Domain business positioned as end-to-end domain provider, spin-out on track.
Demand Media just concluded its first quarter earnings conference call, and much of the talk centered on new TLDs.
The company is working to spin out its domain name business into a separate business and expects that to happen by the end of the year or in early 2014.
CEO Richard Rosenblatt explained that the company wants to be an end-to-end provider of domain services. The group will continue to own its own portfolio of domains, hold an expansive distribution network, and provide services to buy, sell, and monetize domains.
Demand Media applied for 26 top level domains and has rights to up to 107 more domains that were applied for by Donuts.

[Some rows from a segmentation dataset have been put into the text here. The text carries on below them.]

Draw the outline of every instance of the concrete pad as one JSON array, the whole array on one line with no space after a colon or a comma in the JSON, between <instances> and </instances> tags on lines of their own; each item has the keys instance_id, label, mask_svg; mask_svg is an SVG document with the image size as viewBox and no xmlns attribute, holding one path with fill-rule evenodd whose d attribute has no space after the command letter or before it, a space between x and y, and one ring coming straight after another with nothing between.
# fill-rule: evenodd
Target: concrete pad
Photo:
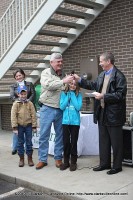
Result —
<instances>
[{"instance_id":1,"label":"concrete pad","mask_svg":"<svg viewBox=\"0 0 133 200\"><path fill-rule=\"evenodd\" d=\"M18 167L18 155L11 155L12 133L0 131L0 178L36 191L43 191L61 199L86 200L132 200L133 168L124 165L123 171L107 175L108 170L94 172L99 164L99 156L80 156L78 170L60 171L55 167L53 156L48 158L48 166L41 170L29 167L25 156L25 166ZM33 160L38 163L38 150L33 152Z\"/></svg>"}]
</instances>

The company thinks its first new TLD may come online as early as Q4 of this year based on ICANN’s current timeline.
Rosenblatt said he likes the registry model because it’s higher margin than selling domains as a registrar.
When prompted by an analyst, he said the company should reap the benefits of slotting fees when more TLDs start competing with each other. Slotting fees, sometimes part of marketing programs, are fees domain registries pay to show up higher in domain check results. Demand Media may also determine it is better served to slot its own domains higher and forgo some slotting fees.

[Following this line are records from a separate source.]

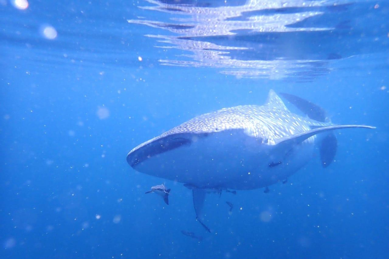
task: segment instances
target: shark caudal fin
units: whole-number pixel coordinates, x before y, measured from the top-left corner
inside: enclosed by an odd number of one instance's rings
[[[280,95],[306,114],[310,119],[322,122],[330,122],[327,112],[320,106],[293,95],[284,93],[280,93]],[[324,168],[328,166],[334,160],[337,147],[338,141],[335,134],[333,132],[328,133],[319,147],[320,160]]]
[[[276,145],[287,145],[292,147],[293,146],[301,143],[308,138],[316,135],[316,134],[319,134],[319,133],[330,132],[335,130],[340,130],[342,128],[356,127],[375,128],[375,127],[367,126],[365,125],[334,125],[332,126],[326,126],[315,128],[314,130],[311,130],[298,134],[286,137],[285,138],[282,138],[277,140],[275,144]]]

The company said that 40% of its revenue in the first quarter came from Google. It will be interesting to see how that is split out after the domain business becomes a separate entity.
More and more companies will spin off Registrar portions of their business to avoid the coming Registrar consolidation that will surely come after their revenues tank do to non renewals of the gTLD experiment. Smart Move Demand Media !
We cannot say the same for GoDaddy.com that is spending Big to roll out gTLDs.
Parsons is betting the bank on unproven assets that are virtually valueless as effective Marketing Tools. First the .co farce now this?